I was chatting to a friend earlier on today. She isn't kinky but knows that I am. We were talking about various things and got onto the subject of how our inhibitions have held us back over the years, and have also held back several of our friends.
We all come from quite similar backgrounds. We are middle class, from stable homes. None of us were brought up "in religion", but we all have what could probably be called "strong moral values". Of course, there are many different sets of strong moral values. No doubt cannibals have a set of strong values that they hold to. I'm sure you can imagine, though, the sort of values that I'm talking about. Nice girls don't drink too much. Nice girls don't smoke. Nice girls don't swear. Nice girls are polite. Nice girls don't think mean thoughts about others. Nice girls have sensible relationships with nice men, don't sleep around, eventually marry, and have nice babies. Nice girls should be, well, nice. All of which is fine, don't get me wrong, but often makes for rather screwed up adults. Which, to be frank, all of my friends are to some degree, because hey, those values are damn hard to live up to.
But, and forgive the pity party, I contend that it's even worse for me with my kink. When you get to the stage where you can't just feel free to be who you want, see who you want, do what you want, just be your true self, at least for some part of the time... that's when it's time to re-evaluate some of those "strong moral values", and what they actually bring to our lives.

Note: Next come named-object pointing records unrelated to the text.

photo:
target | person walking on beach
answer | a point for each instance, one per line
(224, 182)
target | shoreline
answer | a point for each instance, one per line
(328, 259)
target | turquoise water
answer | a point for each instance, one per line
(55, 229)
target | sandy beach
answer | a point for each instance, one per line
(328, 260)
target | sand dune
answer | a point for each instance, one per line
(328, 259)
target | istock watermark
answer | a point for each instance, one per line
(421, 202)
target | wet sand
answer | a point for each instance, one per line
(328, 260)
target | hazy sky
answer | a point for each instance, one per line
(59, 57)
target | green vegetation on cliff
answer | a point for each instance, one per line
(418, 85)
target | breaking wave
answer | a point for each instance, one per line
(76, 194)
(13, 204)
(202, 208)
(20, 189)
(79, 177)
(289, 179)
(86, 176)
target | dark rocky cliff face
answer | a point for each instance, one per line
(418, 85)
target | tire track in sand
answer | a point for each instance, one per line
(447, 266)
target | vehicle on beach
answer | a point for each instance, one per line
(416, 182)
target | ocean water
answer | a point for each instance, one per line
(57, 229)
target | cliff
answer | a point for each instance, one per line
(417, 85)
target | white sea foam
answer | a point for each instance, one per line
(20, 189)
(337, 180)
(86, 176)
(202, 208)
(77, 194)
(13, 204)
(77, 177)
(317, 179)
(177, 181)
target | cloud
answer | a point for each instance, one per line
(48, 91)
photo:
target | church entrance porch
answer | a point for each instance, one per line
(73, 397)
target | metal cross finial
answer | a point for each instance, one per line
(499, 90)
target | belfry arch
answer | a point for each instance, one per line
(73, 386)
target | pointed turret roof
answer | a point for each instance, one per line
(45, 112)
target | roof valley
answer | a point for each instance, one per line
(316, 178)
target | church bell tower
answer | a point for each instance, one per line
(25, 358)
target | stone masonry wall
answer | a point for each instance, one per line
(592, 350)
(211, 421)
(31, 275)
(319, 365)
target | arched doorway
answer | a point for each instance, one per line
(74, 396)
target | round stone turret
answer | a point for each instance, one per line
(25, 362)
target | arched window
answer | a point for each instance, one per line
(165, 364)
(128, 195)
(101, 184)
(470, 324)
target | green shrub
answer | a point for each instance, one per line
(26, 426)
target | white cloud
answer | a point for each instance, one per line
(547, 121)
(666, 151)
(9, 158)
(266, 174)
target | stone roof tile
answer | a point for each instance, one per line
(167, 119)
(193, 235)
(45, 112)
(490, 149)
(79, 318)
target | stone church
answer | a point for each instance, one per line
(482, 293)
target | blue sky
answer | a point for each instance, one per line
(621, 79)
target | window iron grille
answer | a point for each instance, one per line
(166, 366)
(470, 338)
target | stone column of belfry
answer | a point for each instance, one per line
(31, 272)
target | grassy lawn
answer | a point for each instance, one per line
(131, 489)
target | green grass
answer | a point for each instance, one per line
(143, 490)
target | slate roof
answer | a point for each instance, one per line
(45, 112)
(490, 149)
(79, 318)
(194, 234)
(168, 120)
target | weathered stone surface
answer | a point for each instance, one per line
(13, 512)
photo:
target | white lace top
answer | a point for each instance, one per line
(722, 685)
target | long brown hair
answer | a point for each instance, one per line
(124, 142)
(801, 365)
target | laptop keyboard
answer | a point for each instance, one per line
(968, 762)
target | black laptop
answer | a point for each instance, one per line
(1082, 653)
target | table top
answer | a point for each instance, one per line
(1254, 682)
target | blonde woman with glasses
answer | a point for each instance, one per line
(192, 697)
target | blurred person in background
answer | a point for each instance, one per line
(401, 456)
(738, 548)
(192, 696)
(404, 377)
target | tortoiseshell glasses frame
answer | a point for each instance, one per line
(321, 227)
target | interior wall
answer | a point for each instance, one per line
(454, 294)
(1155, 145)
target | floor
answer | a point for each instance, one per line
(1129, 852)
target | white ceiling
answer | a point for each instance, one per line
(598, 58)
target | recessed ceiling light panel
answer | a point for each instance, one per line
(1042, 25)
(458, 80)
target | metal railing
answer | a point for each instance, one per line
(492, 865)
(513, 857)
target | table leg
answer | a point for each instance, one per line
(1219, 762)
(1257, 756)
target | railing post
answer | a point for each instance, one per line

It's taken me a hell of a long time to allow myself to be OK with my spanking desires, because, well, nice girls don't do things like that. There are very few things I regret in my life, but I think that not allowing myself to be who I truly am for so long is probably the biggest one. I've eventually realised that if I want to live my life in a way that doesn't meet with 'the Nice Girl Rule Book' what does it really matter? So I'm making up my own rule book now:
1) Don't put yourself in danger
2) Don't be stupid
3) Don't hurt other people
4) Be true to yourself
That should cover most bases, right?
It just might take me a while longer to tell my mother I won't be bringing home Mr Nice anytime soon!!